Sin embargo, pese a las rogativas de don Pedro, el librero, yo no me muevo de donde estoy. ¿Ir a saludar al presidente? ¿Y para qué? Además, por lo que podía ver con el rabillo del ojo, alguien lo acompañaba a manera de guardaespaldas y me iba a ver muy mal prodigando unas efusiones que no me brotarían espontáneamente. Seguí, pues, rebuscando en las cajas recién llegadas hasta que el dueño del establecimiento, ancho como un pavorreal, me volvió a decir:

-No siempre se encuentra uno con un presidente. Tome usted en cuenta este dato. Ande, vaya usted a saludarlo. ¿Qué le cuesta?

Y yo, para desviar la conversación:

-Resistencia y sumisión de Dietrich Bonhoeffer. ¿Sabe desde cuándo buscaba yo este libro? ¡Mas helo aquí, por fin! ¿Cuándo llegó?

-Esos libros llegaron ayer por la noche. ¿Es un buen escritor ese Dietrich Bonhoeffer?

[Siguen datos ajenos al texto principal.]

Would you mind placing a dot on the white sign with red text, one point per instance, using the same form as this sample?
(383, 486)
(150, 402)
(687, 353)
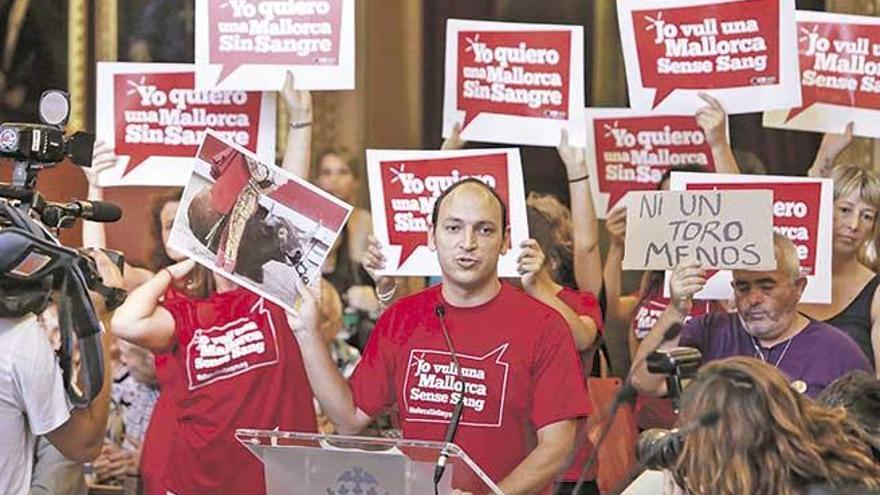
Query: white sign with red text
(840, 75)
(155, 120)
(802, 211)
(250, 44)
(742, 52)
(514, 83)
(630, 150)
(404, 185)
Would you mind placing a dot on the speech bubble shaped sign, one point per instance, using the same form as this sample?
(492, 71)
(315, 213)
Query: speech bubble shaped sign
(795, 214)
(412, 186)
(160, 114)
(724, 45)
(633, 153)
(522, 73)
(304, 32)
(840, 65)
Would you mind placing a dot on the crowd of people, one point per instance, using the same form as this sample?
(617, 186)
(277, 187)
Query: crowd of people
(792, 387)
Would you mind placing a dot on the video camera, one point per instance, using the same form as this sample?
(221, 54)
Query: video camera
(33, 263)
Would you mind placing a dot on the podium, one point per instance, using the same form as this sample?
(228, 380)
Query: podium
(309, 464)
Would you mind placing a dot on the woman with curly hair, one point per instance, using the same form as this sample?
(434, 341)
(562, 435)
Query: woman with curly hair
(769, 439)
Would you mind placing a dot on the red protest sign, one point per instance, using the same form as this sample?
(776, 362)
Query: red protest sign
(159, 114)
(795, 214)
(274, 33)
(704, 45)
(513, 73)
(404, 185)
(514, 83)
(632, 151)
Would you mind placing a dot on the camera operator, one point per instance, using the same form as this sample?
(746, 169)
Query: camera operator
(33, 400)
(768, 439)
(766, 325)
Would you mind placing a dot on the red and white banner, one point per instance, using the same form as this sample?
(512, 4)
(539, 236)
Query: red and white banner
(514, 83)
(250, 44)
(404, 185)
(630, 150)
(802, 211)
(155, 120)
(743, 52)
(840, 75)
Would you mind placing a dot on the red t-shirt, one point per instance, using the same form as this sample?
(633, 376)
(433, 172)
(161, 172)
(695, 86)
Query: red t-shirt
(230, 171)
(583, 303)
(243, 369)
(518, 360)
(157, 441)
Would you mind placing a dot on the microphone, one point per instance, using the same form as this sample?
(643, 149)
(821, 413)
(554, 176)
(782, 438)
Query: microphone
(440, 466)
(64, 214)
(627, 393)
(659, 449)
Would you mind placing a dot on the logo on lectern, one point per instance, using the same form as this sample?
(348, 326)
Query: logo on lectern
(356, 481)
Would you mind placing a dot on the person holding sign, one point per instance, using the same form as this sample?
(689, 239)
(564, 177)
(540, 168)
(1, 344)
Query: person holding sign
(766, 325)
(524, 388)
(855, 299)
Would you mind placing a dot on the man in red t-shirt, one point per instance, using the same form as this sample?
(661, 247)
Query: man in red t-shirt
(524, 389)
(242, 369)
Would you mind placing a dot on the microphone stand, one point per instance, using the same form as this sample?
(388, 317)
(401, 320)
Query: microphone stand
(457, 411)
(626, 394)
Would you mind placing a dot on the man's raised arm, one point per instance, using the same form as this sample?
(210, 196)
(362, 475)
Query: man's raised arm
(328, 384)
(687, 279)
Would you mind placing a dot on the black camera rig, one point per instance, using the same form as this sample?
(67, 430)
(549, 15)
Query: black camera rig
(33, 264)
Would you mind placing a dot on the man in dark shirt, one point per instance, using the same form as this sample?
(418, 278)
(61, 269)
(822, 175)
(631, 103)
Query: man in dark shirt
(765, 326)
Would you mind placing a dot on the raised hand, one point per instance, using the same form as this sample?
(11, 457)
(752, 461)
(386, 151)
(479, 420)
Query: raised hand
(687, 279)
(574, 158)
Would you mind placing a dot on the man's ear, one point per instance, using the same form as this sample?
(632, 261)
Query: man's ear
(431, 244)
(505, 244)
(801, 284)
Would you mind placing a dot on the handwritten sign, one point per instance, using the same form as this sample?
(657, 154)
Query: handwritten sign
(250, 44)
(631, 150)
(742, 51)
(726, 230)
(405, 184)
(802, 211)
(840, 75)
(514, 83)
(155, 120)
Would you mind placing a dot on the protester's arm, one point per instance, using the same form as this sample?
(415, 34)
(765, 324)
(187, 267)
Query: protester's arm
(95, 233)
(615, 224)
(687, 279)
(549, 457)
(713, 120)
(538, 284)
(80, 438)
(141, 320)
(298, 150)
(831, 146)
(328, 384)
(875, 330)
(585, 226)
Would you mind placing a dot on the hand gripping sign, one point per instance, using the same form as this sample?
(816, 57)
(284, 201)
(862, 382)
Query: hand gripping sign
(840, 75)
(514, 83)
(249, 44)
(802, 211)
(155, 120)
(404, 185)
(741, 51)
(631, 150)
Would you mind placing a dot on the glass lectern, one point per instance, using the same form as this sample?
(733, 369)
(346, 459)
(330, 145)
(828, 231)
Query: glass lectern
(310, 464)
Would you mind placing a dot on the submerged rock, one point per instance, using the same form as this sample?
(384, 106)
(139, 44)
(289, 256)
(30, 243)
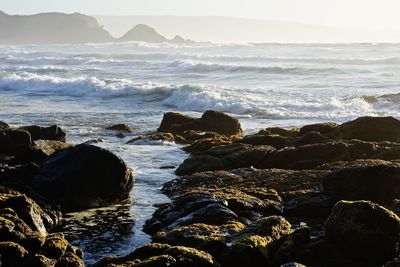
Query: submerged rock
(45, 133)
(371, 129)
(378, 182)
(120, 128)
(365, 231)
(3, 126)
(161, 255)
(84, 176)
(211, 121)
(49, 147)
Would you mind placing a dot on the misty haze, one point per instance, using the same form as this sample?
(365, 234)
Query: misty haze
(201, 134)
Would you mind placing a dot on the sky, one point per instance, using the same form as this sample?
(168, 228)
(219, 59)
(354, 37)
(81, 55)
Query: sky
(362, 14)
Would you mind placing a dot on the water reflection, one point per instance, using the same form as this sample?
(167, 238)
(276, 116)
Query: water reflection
(100, 231)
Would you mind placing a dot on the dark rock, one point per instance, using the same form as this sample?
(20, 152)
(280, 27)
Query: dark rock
(371, 129)
(323, 128)
(209, 238)
(275, 141)
(226, 157)
(3, 126)
(378, 183)
(45, 133)
(49, 147)
(307, 157)
(202, 163)
(55, 246)
(120, 128)
(203, 145)
(120, 135)
(255, 244)
(312, 138)
(11, 254)
(214, 121)
(83, 177)
(69, 260)
(211, 121)
(29, 212)
(10, 139)
(364, 231)
(161, 255)
(38, 260)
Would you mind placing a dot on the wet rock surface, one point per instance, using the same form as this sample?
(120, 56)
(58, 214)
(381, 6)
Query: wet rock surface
(320, 195)
(210, 121)
(84, 176)
(281, 197)
(37, 169)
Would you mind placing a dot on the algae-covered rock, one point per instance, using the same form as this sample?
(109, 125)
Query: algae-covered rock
(371, 129)
(363, 230)
(120, 127)
(49, 147)
(378, 182)
(55, 246)
(84, 176)
(11, 254)
(155, 254)
(45, 133)
(211, 121)
(69, 260)
(209, 238)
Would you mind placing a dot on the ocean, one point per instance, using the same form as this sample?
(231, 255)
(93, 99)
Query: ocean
(87, 87)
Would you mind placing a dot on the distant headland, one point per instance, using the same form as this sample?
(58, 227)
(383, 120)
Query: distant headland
(51, 28)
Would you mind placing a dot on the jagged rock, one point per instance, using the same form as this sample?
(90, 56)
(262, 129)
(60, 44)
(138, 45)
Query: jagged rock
(371, 129)
(55, 246)
(255, 244)
(11, 139)
(226, 157)
(29, 212)
(3, 126)
(202, 163)
(211, 121)
(83, 177)
(365, 231)
(12, 254)
(69, 260)
(209, 238)
(323, 128)
(120, 128)
(49, 147)
(378, 182)
(205, 144)
(275, 141)
(161, 255)
(45, 133)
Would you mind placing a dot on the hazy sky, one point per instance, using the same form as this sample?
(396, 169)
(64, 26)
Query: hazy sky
(367, 14)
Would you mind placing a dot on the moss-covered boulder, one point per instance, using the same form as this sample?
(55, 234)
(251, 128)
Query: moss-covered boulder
(256, 244)
(122, 127)
(210, 238)
(12, 254)
(371, 129)
(365, 231)
(55, 246)
(154, 254)
(45, 133)
(379, 183)
(84, 176)
(211, 121)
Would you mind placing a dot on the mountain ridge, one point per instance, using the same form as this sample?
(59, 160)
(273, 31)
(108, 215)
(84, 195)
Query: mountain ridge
(56, 27)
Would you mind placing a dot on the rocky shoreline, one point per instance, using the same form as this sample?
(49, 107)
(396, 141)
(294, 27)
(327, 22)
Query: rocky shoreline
(320, 195)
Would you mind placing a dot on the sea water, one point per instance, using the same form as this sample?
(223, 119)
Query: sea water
(87, 87)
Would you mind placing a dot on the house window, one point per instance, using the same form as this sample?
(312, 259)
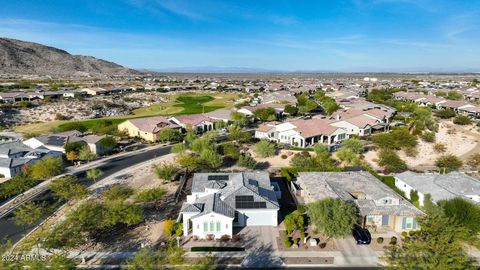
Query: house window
(235, 219)
(370, 219)
(408, 223)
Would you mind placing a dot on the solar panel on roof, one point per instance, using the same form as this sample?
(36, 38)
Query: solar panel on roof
(246, 202)
(218, 177)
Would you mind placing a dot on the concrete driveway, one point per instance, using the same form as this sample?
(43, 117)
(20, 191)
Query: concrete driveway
(260, 244)
(355, 255)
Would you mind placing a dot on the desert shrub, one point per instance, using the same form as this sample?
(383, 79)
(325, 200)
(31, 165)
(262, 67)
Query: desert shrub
(462, 120)
(287, 243)
(411, 151)
(474, 160)
(151, 195)
(393, 240)
(445, 113)
(225, 237)
(449, 161)
(235, 238)
(390, 161)
(169, 227)
(439, 148)
(265, 149)
(428, 136)
(247, 161)
(179, 229)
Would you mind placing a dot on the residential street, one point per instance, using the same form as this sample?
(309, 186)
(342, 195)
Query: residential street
(110, 165)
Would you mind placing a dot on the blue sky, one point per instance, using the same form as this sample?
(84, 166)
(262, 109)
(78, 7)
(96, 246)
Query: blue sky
(336, 35)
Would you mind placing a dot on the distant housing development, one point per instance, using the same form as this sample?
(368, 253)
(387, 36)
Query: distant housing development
(221, 201)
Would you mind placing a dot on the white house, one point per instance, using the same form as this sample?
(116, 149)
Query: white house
(302, 133)
(15, 154)
(200, 123)
(221, 201)
(439, 186)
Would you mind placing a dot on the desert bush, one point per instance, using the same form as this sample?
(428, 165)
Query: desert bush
(439, 148)
(428, 136)
(462, 120)
(411, 151)
(393, 240)
(449, 161)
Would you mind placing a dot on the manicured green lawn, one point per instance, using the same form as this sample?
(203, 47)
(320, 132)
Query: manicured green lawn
(184, 104)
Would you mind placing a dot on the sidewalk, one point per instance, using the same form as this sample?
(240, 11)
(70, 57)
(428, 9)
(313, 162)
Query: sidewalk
(20, 199)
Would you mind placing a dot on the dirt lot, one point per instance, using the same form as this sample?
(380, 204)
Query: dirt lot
(461, 141)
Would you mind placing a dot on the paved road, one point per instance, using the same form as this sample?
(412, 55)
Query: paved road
(9, 230)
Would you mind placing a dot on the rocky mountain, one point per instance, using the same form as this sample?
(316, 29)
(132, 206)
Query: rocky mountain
(21, 57)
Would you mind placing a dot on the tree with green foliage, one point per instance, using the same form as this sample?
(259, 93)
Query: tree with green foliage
(74, 146)
(437, 246)
(188, 161)
(86, 154)
(308, 106)
(246, 161)
(236, 134)
(290, 110)
(449, 161)
(46, 168)
(239, 119)
(28, 214)
(265, 149)
(166, 171)
(94, 174)
(303, 160)
(445, 113)
(117, 192)
(104, 126)
(390, 161)
(211, 159)
(230, 150)
(354, 145)
(73, 126)
(108, 143)
(464, 213)
(428, 136)
(265, 114)
(178, 148)
(335, 218)
(462, 120)
(170, 135)
(151, 195)
(347, 156)
(422, 119)
(294, 221)
(67, 188)
(200, 144)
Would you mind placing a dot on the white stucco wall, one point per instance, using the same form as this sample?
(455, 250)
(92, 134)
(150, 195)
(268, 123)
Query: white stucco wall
(259, 217)
(225, 225)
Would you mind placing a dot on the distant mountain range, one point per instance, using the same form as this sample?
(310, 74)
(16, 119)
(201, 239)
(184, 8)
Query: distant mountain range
(213, 69)
(21, 57)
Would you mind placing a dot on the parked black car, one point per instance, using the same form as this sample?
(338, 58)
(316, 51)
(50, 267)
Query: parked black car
(362, 236)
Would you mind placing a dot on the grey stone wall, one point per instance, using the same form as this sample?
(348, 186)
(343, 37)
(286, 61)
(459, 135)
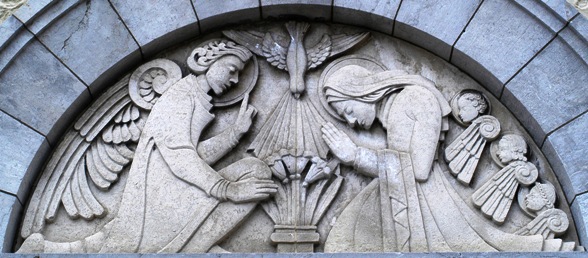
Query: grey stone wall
(56, 56)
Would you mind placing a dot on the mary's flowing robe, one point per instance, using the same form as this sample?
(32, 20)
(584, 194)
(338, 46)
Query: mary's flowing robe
(406, 209)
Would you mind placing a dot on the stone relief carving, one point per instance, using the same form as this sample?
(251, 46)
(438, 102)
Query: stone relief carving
(349, 157)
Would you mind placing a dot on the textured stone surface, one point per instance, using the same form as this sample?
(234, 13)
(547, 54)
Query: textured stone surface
(554, 14)
(576, 36)
(567, 151)
(550, 90)
(39, 91)
(211, 13)
(499, 40)
(20, 156)
(157, 25)
(434, 25)
(10, 210)
(13, 41)
(316, 10)
(48, 15)
(580, 211)
(8, 28)
(92, 41)
(378, 15)
(31, 8)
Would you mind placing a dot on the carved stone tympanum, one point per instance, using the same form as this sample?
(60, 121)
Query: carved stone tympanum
(363, 144)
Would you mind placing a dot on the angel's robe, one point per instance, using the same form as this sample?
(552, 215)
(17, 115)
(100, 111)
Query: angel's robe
(410, 206)
(167, 197)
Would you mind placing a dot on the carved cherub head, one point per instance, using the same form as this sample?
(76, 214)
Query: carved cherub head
(471, 105)
(541, 197)
(511, 147)
(220, 61)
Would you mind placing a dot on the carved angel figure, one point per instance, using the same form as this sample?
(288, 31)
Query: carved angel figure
(464, 152)
(549, 221)
(171, 164)
(410, 206)
(495, 196)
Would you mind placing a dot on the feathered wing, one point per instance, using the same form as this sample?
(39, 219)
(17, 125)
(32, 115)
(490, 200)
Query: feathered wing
(333, 45)
(262, 44)
(495, 197)
(548, 223)
(464, 152)
(98, 148)
(274, 52)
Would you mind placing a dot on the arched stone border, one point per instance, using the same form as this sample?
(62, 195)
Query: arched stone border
(56, 56)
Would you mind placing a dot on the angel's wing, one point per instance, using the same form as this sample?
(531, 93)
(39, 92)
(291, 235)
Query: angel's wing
(274, 52)
(98, 148)
(495, 197)
(333, 45)
(548, 223)
(464, 152)
(262, 44)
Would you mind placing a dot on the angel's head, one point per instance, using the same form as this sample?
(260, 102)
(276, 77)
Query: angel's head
(541, 197)
(220, 61)
(471, 105)
(512, 147)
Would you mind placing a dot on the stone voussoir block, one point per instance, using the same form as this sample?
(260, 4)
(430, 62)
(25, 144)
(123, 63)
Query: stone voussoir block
(21, 156)
(93, 42)
(377, 15)
(319, 10)
(567, 151)
(158, 25)
(213, 14)
(550, 90)
(40, 92)
(434, 25)
(501, 38)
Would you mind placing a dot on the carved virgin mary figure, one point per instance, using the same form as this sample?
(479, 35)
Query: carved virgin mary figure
(410, 206)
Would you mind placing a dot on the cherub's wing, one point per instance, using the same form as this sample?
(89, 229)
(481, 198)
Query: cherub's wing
(464, 152)
(100, 146)
(495, 197)
(549, 223)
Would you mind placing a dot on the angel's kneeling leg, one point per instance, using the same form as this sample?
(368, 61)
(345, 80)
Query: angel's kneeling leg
(227, 215)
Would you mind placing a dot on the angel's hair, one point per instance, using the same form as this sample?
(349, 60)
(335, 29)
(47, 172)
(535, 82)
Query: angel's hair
(203, 57)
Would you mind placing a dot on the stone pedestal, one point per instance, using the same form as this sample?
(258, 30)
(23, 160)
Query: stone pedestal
(295, 239)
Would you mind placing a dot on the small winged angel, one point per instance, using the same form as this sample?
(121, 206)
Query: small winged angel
(291, 137)
(495, 196)
(548, 221)
(464, 152)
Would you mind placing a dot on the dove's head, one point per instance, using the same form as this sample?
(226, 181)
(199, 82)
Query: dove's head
(220, 61)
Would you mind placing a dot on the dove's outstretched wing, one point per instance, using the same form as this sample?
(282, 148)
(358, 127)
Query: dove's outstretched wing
(495, 197)
(333, 45)
(464, 152)
(262, 44)
(99, 146)
(548, 223)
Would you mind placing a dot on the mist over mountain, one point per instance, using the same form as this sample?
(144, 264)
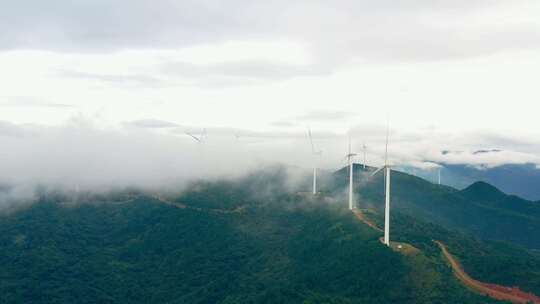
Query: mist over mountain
(517, 179)
(254, 239)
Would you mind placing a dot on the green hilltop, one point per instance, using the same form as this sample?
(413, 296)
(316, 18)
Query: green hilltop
(255, 239)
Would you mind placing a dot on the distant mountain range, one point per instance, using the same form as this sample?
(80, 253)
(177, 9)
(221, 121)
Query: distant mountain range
(263, 238)
(480, 209)
(518, 179)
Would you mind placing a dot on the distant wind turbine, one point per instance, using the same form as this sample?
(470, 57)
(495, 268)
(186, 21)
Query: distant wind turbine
(364, 148)
(316, 153)
(387, 173)
(200, 138)
(350, 157)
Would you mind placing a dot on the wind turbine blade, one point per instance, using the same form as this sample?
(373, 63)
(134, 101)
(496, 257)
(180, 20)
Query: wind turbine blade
(193, 136)
(378, 170)
(386, 147)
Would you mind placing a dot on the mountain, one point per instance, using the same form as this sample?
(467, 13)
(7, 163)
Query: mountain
(242, 241)
(517, 179)
(256, 239)
(480, 209)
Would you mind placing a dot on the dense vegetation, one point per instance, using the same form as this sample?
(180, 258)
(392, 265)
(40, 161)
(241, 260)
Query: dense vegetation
(278, 247)
(481, 210)
(518, 179)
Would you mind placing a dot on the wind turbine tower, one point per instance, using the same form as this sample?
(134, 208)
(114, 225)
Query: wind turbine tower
(364, 147)
(387, 183)
(350, 157)
(315, 153)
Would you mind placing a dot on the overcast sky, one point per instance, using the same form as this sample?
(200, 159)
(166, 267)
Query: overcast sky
(457, 75)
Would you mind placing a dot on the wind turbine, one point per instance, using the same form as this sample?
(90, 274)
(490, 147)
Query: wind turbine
(316, 153)
(364, 147)
(350, 157)
(387, 173)
(201, 138)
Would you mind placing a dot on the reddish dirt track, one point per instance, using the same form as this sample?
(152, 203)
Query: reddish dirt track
(512, 294)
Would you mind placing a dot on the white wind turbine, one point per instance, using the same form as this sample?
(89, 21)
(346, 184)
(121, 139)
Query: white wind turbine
(200, 138)
(364, 148)
(315, 153)
(350, 157)
(387, 173)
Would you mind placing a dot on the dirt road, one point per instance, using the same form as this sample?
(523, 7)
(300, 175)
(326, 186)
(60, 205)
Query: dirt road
(512, 294)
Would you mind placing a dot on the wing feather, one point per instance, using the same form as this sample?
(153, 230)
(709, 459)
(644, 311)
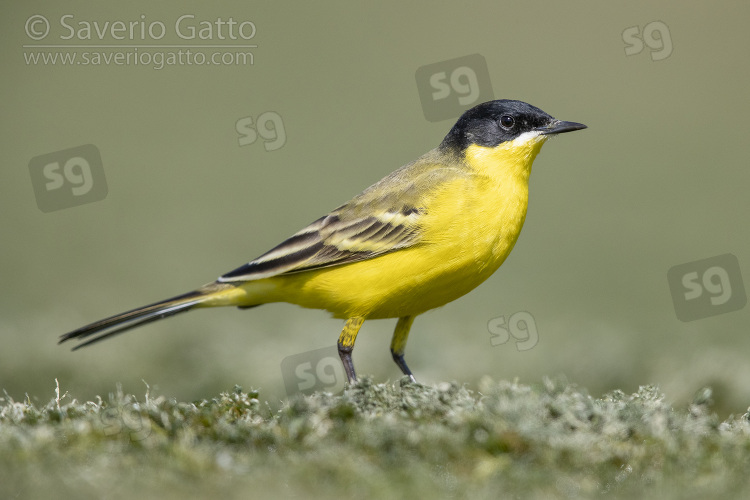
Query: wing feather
(384, 218)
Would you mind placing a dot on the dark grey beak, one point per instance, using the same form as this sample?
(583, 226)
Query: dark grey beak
(558, 127)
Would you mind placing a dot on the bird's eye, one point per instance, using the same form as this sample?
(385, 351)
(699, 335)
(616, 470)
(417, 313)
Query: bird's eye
(507, 121)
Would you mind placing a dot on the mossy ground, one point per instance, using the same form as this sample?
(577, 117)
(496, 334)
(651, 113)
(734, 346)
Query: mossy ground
(392, 440)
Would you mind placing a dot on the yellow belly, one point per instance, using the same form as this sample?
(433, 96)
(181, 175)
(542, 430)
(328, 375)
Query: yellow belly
(469, 231)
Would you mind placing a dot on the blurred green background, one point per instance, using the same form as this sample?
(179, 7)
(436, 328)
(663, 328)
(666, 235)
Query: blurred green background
(659, 179)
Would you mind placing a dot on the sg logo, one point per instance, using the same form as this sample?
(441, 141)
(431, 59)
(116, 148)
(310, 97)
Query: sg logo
(661, 45)
(707, 287)
(312, 371)
(67, 178)
(269, 126)
(448, 88)
(521, 326)
(126, 419)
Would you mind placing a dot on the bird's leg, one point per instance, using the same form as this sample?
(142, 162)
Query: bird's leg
(346, 345)
(398, 344)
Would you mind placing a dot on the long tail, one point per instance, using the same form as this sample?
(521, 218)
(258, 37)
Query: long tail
(213, 294)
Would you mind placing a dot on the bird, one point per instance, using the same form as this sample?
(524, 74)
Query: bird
(421, 237)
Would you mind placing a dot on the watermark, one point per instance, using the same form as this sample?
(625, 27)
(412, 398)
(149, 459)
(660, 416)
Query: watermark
(314, 371)
(655, 35)
(269, 126)
(448, 88)
(68, 178)
(184, 41)
(127, 418)
(707, 287)
(520, 326)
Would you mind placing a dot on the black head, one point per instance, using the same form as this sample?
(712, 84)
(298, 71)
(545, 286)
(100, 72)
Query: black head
(494, 122)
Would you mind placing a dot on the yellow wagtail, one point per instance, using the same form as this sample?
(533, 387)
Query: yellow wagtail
(423, 236)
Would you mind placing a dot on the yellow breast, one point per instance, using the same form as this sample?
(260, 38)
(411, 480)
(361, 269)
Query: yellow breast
(469, 228)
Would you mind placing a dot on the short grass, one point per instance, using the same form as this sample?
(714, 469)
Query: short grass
(392, 440)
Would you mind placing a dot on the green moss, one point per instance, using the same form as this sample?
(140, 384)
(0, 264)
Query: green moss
(396, 440)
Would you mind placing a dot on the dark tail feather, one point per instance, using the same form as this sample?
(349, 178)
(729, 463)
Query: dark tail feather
(125, 321)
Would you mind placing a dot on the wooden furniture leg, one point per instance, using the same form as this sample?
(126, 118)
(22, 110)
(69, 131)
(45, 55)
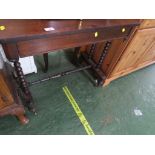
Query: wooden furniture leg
(46, 62)
(24, 86)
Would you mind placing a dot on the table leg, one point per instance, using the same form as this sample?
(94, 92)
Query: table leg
(24, 86)
(46, 61)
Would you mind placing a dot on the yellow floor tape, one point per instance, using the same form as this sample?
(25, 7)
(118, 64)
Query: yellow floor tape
(78, 111)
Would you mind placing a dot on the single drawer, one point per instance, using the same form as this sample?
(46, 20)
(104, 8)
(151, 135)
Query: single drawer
(42, 45)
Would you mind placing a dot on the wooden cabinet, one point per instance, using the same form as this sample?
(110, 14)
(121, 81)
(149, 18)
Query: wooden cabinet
(140, 52)
(126, 56)
(10, 103)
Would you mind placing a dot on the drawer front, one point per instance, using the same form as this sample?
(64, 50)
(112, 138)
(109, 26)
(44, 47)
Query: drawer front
(38, 46)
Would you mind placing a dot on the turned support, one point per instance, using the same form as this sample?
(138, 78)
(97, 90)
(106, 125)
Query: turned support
(46, 61)
(103, 55)
(91, 51)
(24, 86)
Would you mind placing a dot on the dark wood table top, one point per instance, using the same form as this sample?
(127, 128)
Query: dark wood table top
(21, 28)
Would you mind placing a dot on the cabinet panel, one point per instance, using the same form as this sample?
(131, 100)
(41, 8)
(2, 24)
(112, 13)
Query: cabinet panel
(140, 50)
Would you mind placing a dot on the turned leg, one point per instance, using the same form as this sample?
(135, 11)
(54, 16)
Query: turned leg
(24, 86)
(100, 81)
(103, 55)
(91, 51)
(46, 61)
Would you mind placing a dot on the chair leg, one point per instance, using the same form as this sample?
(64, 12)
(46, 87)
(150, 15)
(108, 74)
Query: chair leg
(46, 62)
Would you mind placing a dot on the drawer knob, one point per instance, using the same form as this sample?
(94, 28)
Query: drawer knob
(96, 34)
(123, 29)
(2, 27)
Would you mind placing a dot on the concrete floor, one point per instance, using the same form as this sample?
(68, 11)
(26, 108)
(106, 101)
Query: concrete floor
(126, 106)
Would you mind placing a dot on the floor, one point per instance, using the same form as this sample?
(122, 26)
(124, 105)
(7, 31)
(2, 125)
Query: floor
(126, 106)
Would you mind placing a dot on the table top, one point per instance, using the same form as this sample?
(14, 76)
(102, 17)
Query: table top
(32, 28)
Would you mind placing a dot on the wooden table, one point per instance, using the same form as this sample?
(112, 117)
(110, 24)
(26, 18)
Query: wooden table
(21, 38)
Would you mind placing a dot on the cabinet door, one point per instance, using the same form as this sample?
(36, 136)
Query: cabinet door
(139, 51)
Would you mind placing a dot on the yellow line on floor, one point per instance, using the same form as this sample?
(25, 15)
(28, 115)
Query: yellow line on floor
(78, 111)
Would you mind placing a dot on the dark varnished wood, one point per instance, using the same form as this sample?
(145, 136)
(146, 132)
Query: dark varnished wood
(28, 37)
(10, 103)
(26, 29)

-Es un teólogo protestante que murió en los campos de concentración, durante la segunda guerra...

-¡Oh! Pero no me ha dicho si irá o no a saludar al presidente. Lo hará, ¿verdad? ¿Qué le cuesta?

Y, no obstante, sí: me costaba. Pues desde hacía tiempo hice un pacto conmigo mismo de no acercarme a esos que todos llaman grandes a menos que ellos mismos me llamaran. Ir a saludar al presidente sin ser llamado por él equivalía, pues, a romper mi juramento. No, en realidad no tenía nada que decirle al presidente.

-¿Por qué es usted tan orgulloso? –me preguntó el dueño del establecimiento-. ¿Por qué?

Estaba molesto conmigo –visiblemente molesto, quiero decir- porque yo no daba un paso para ir en pos de ese prócer al que muchos admiraban.

-Hágalo por mí, se lo suplico. Quiero que él regrese, ¿entiende? Y no regresará a menos que sea bien tratado. Ya sabe usted cómo es esa gente…

Accedí. Saludaría al presidente.

Y mientras recorría el pasillo para ir en su busca, las piernas me temblaban. “¡Dios mío –dije con el aliento entrecortado-, por favor, sácame de aquí!”.

Ya lo dije: no me gusta revolotear en torno a los grandes. Quién sabe qué se imaginarán ellos que anda uno buscando. Y los que los buscan, ¿qué es lo que quieren de ellos? ¿Creen, acaso, que un apretón de manos les cambiará la vida o les valdrá un puesto en la burocracia municipal? Hay una especie de fetichismo en ese interés malsano por conocer en persona a los que sólo vemos, por lo general, en la televisión o en las fotografías de los periódicos. ¡Queremos estar cerca de ellos y, de ser posible, hasta tocarlos, cual si se tratase de imágenes sagradas!

Y allá voy. Con paso firme, decidido, tratando de vencer mi natural pudor. El hombre que acompaña al presidente se me queda viendo con mirada felina y se dispone al ataque: su cuerpo, echado hacia delante, delata su hostilidad.

-Oh –dije-. No se espante usted, señor. Únicamente quiero saludar al presidente.

El presidente se gira. Y tiene en su mano derecha un celular al que no le quita la vista.

-¡Señor presidente! –exclamo-. Qué gusto poder saludarlo…

Y él:

-El gusto es mío. –Pero sin demasiado entusiasmo, sin levantar la vista y sin dejar, tampoco, de picar en las teclas de su celular.

Y eso fue todo. Porque luego el presidente se dirigió a un rincón del local y se puso a cuchichear con alguien que no me interesaba saber quién era.

El guardaespaldas o lo que sea se me quedó mirando y como diciéndome:

-Bueno, ya saludó a usted al presidente. ¿Qué más quiere? Ya tuvo usted esa dicha. Ahora háganos usted el favor de retirarse.

¡Y claro que me retiré! Y a paso veloz. Feliz por la prueba superada, por el favor hecho. Y odiándome a mí mismo por no haber sabido mantenerme fiel a la que creía la más firme de mis convicciones.